Dia menegaskan bahwa Prabowo-Giran siap dengan format debat apapun yang sesuai dengan aturan UU dan putusan KPU.
Residu proses pencalonan yang kontroversial
Pengamat politik dan pembina dari Perkumpulan untuk Pemilu dan Demokrasi (Perludem), Titi Anggraini, melihat polemik tentang format debat di sebagian masyarakat merupakan residu dari proses pemilu yang diawali dengan sebuah kontroversi, yaitu adanya insentif yang dirasakan salah satu pasangan calon melalui putusan Mahkamah Konstitusi terkait batas usia.
Putusan MK tentang batas usia memberi jalan bagi Gibran untuk menjadi cawapres Prabowo Subianto.
Padahal, ujarnya, pada Pemilu 2019, pelaksanaan debat juga tidak sejalan dengan UU Pemilu.
Pada UU Pemilu tertulis bahwa debat paslon dilaksanakan lima kali, yaitu tiga kali untuk capres dan dua kali untuk cawapres. Sementara, kata Titi, yang dilaksanakan di Pemilu 2019 adalah dua kali debat paslon, dua kali capres, dan satu kali cawapres.
Namun, tambahnya, setiap paslon di Pemilu 2019 tidak mempersoalkan modifikasi itu, dan ditambah lagi tidak ada keraguan di masyarakat.
“Kalau sekarang, Pemilu 2024, ada keraguan di masyarakat yang merupakan residu dari proses pencalonan yang kontroversial dengan melibatkan MK dan lalu ada putusan MKMK. Itu akan terus mewarnai dialektika pilpres dan tahapan-tahapan pemilu berikutnya. Jadi publik melihat dugaan ada keuntungan ataupun kerugian bagi pasangan calon tertentu dari format debat itu.“
“Lalu ketika disebut bahwa porsi cawapres lebih banyak saat debat cawapres, dan sebaliknya. Lebih banyak itu kan bisa 40: 60, 45:55? Itu yang bisa memicu spekulasi dan kontroversi baru di masyarakat karena lagi-lagi situasinya tidak sama,“ ujar Titi.
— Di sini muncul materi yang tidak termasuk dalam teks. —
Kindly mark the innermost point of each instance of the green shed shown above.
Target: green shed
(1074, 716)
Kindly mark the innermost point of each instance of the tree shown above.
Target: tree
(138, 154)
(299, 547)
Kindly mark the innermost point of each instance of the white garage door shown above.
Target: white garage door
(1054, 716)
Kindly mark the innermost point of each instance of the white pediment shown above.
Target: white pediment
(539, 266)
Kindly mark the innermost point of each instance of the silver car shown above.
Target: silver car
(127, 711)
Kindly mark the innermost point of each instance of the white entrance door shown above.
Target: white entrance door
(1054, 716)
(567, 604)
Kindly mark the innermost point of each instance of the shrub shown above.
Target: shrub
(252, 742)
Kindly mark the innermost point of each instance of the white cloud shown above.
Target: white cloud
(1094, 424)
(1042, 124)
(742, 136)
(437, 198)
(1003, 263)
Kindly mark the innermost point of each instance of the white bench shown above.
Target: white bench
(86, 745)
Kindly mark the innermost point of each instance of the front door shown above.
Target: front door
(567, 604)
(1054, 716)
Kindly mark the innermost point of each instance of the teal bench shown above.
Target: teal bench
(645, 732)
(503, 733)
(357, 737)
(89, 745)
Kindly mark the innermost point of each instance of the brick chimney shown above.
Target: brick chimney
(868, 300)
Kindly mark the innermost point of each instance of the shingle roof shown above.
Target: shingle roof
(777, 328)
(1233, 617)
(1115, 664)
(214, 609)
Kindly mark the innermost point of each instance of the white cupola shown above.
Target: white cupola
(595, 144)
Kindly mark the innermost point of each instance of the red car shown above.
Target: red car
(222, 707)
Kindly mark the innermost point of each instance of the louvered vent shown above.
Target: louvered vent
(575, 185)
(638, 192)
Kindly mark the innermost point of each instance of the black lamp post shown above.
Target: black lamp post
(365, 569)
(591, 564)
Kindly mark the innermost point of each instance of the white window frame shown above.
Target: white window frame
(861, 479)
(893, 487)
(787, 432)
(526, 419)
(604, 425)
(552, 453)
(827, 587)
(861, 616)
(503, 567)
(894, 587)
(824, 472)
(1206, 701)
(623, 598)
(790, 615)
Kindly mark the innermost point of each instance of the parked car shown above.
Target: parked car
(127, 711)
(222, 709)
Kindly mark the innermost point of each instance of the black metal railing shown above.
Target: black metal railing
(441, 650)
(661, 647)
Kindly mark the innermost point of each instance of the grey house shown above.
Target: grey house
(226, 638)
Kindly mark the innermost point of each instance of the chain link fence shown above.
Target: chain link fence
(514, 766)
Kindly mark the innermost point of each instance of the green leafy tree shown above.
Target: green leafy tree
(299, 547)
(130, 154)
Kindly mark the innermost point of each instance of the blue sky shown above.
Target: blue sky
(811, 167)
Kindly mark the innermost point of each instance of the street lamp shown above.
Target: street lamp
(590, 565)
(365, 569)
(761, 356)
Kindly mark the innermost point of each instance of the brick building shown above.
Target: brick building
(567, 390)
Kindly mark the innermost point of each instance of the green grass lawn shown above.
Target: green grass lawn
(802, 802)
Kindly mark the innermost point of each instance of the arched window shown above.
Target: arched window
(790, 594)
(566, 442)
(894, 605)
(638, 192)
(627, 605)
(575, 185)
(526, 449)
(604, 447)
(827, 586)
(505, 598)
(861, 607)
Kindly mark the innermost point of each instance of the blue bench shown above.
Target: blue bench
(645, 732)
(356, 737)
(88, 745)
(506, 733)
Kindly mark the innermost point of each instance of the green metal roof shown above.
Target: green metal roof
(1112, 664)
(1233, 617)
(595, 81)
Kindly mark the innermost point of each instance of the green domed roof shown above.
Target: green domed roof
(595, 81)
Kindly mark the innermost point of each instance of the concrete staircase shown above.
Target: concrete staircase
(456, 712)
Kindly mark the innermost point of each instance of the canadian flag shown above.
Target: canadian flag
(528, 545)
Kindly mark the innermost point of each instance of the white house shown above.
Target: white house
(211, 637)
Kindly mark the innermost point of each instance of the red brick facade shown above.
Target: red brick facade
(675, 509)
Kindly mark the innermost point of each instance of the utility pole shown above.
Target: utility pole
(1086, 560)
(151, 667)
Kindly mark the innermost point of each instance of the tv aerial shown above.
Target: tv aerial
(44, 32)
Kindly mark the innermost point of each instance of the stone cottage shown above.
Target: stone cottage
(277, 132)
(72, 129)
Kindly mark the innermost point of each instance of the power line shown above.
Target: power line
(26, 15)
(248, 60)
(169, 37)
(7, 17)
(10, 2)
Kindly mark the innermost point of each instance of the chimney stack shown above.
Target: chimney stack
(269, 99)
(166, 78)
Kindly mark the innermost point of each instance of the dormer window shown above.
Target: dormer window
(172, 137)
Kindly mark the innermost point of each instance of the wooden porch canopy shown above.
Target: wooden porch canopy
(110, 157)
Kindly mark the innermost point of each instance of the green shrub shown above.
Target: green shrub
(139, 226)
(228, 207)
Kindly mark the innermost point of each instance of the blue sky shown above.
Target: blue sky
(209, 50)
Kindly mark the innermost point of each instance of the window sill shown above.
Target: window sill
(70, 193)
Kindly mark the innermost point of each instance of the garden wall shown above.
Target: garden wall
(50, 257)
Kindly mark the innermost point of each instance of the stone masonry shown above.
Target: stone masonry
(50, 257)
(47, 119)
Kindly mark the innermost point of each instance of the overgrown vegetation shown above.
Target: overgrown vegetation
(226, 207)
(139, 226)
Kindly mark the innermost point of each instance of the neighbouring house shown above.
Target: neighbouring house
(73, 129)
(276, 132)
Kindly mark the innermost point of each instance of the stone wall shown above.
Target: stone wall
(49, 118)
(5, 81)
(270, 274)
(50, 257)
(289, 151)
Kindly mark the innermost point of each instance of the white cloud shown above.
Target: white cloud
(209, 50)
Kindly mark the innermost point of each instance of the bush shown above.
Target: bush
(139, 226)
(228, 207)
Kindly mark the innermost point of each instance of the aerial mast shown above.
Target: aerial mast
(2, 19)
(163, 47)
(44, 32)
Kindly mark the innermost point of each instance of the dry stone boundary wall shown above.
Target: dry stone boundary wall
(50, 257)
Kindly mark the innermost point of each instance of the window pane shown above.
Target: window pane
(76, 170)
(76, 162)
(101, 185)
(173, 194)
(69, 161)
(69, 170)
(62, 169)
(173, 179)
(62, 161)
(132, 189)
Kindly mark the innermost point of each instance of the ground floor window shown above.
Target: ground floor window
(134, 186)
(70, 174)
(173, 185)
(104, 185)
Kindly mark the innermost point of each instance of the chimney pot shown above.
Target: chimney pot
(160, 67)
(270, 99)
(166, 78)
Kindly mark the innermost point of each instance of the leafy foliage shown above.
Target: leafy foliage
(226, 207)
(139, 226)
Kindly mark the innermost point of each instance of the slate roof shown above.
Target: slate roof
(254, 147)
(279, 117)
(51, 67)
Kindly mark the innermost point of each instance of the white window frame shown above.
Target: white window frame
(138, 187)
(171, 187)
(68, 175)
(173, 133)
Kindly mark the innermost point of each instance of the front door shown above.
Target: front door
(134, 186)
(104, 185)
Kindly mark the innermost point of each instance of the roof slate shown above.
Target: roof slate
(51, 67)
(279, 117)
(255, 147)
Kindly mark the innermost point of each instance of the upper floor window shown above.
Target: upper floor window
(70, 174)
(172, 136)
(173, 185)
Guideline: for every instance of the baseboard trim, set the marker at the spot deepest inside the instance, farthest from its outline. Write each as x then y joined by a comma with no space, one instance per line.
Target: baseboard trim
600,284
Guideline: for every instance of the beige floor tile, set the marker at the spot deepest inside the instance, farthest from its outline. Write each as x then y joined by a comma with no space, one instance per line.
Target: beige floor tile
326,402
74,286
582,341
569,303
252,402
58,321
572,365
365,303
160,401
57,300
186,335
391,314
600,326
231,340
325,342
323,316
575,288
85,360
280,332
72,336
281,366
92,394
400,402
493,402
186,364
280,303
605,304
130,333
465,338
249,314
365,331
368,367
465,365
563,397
Titi menjelaskan bahwa tidak masalah bagi capres dan cawapres datang bersamaan saat debat karena itu hanya lah persoalan teknis.
“Yang penting pelaksanaan debatnya. Ini kan bisa diatur, misal ketika pemaparan visi-misi bisa saja bersama-sama. Tetapi ketika masuk sesi debat, menjawab pertanyaan, saling bertanya, itu harus sesuai dengan format debat yang sudah diatur UU. Ketika debat capres ya capres, ketika debat cawapres ya cawapres,“ tambah Titi.
“Lagi pula setiap paslon mengatakan siap berdebat. Jadi kembali ke koridor aturan main saja karena itu akan juga akan menyelamatkan KPU dari dugaan-dugaan soal keberpihakan, atau kemudian dugaan memberikan keuntungan atau kerugian pada peserta pemilu tertentu,” katanya.
Untuk itu, Titi mengatakan, KPU harus menempatkan diri secara proporsional, profesional, dan kredibel. Setiap keputusan yang dibuat harus solid dan ditopang oleh argumentasi hukum yang kokoh.
“Jangan sampai justru membuka ruang spekulasi dan blunder di masyarakat karena akan rentan dihubung-hubungkan dengan residu pencalonan yang pernah terjadi,” ujarnya.
Debat kandidat capres dan cawapres telah diatur dalam Pasal 277 Ayat (1) UU Nomor 7 Tahun 2017 tentang Pemilihan Umum. Kemudian, agenda debat diturunkan dalam Peraturan KPU Nomor 15 Tahun 2023 tentang Kampaye Pemilihan Umum.
KPU menyampaikan rencana untuk membuat debat capres dan cawapres pada Pemilu 2024 berbeda dari yang sebelumnya.
Dalam debat Pemilu 2024, KPU menyatakan pasangan capres dan cawapres harus selalu hadir di setiap panggung debat.
"Mengapa kedua-duanya harus hadir, ini juga untuk menunjukkan kepada publik bahwa beliau-beliau berdua masing-masing pasangan calon kan, capres dan cawapres. Sehingga kemudian supaya publik makin yakin lah teamwork antara capres dan cawapres dalam penampilan di debat," kata Ketua KPU RI Hasyim Asy'ari, Kamis (30/11).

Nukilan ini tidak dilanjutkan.